Ich steh schon ewig in dem Laden. Die Fliegen vollführen Balztänze über dem Obst. Kein Schwein weit und breit will mir mein Geld abnehmen. Also räusper ich mich, klimper mit den Münzen in meiner Hand und murmel schließlich sogar irgendwas wie „Keiner da?!“ vor mich hin.

Vor der Tür sitzt eine alte Frau auf ihrem ausklappbaren Campingstuhl und zerkaut gekonnt Sonnenblumenkerne. Als ich mich anschicke, sie mit meinem Zahlungswunsch zu belästigen, vollführt sie eine alle Fragen hinfortwischende Handbewegung. Also gut, zurück in das Kabuff. Genervt öffne ich den Deckel der Flasche. Keiner kommt. Vorsichtshalber lege ich das Geld passend auf den Tresen und stelle mich erst mal vor die Tür zu der ergrauten Sonnenblumenlady. Nichts passiert. Jetzt laufe ich los. Erst zögernd, dann selbstbewusst – immerhin hab ich mir nichts vorzuwerfen –, schließlich sogar etwas beschwingt.

Dann die ersten Zweifel.
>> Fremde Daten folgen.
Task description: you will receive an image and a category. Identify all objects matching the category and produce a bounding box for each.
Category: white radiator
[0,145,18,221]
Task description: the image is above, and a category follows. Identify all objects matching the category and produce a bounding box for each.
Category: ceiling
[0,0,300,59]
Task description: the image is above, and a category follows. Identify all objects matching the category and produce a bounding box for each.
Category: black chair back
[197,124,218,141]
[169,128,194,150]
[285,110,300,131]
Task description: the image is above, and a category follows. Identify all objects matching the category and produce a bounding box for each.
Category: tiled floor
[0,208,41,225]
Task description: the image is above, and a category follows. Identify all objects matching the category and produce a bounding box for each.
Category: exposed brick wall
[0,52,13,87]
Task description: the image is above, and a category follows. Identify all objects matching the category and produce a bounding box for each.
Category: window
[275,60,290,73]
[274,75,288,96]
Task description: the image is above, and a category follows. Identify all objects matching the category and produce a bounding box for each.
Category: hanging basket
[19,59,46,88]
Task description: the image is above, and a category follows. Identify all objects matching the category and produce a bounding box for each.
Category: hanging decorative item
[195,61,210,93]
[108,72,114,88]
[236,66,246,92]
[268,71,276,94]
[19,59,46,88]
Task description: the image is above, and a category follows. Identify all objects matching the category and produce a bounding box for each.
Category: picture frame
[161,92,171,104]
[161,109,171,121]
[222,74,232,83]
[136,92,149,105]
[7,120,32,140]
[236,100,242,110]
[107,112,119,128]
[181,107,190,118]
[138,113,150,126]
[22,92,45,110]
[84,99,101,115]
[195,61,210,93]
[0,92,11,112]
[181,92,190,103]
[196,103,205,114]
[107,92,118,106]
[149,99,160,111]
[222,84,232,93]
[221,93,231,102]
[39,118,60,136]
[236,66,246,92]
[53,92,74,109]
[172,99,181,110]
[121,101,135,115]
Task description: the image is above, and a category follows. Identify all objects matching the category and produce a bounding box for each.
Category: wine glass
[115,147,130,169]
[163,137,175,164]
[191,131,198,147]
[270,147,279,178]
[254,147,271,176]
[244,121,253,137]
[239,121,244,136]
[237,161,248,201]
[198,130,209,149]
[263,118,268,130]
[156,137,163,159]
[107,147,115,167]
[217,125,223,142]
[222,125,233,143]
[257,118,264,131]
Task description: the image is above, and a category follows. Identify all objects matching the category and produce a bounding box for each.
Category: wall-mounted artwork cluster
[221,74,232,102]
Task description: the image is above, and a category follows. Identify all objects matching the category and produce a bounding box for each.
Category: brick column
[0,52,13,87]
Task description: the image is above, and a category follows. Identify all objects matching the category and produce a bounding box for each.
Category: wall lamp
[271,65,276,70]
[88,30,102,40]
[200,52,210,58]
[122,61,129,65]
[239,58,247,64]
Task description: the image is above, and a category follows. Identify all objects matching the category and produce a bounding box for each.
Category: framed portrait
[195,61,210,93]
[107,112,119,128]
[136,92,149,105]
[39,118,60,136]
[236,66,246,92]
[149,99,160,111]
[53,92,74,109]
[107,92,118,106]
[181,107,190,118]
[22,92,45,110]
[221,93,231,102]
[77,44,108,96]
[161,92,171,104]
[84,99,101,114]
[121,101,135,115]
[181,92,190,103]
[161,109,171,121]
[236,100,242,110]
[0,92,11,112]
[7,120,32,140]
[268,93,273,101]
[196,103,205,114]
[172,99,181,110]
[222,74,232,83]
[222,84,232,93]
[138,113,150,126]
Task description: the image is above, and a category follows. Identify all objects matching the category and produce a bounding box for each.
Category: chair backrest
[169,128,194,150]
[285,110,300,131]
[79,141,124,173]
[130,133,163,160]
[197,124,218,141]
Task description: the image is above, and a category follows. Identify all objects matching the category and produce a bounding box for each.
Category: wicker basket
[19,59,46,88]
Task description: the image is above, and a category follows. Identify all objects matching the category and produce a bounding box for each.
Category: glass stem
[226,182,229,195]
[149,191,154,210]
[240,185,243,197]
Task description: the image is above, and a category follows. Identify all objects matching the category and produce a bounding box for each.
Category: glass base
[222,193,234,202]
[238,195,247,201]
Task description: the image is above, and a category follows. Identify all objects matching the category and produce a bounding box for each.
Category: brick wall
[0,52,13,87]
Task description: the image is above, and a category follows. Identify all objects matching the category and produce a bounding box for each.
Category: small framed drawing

Warum hast du jetzt eigentlich bezahlt? Weil es ein türkisches Geschäft war? Weil du altersweise beziehungsweise senil wirst? Weil es keine große Kette, sondern der Kreuzberger Tante-Emma-Laden um die Ecke ist? Noch vor wenigen Jahren wär ich doch mit mindestens drei Duplos und einer Flasche Wodka in der Tasche aus dem Shop gekommen, noch ein paar Jahre vorher vielleicht auch mit der ganzen Kasse.

Was soll’s, sage ich mir, nun bist du halt alt und der Nervenkitzel kommt schon beim Straßeüberqueren. Anderntags laufe ich wieder am Geschäft vorbei und bekomme galant eine sanfte Nackenschelle verpasst. Ein breit grinsender Hüne mit Vollbart steht vor mir.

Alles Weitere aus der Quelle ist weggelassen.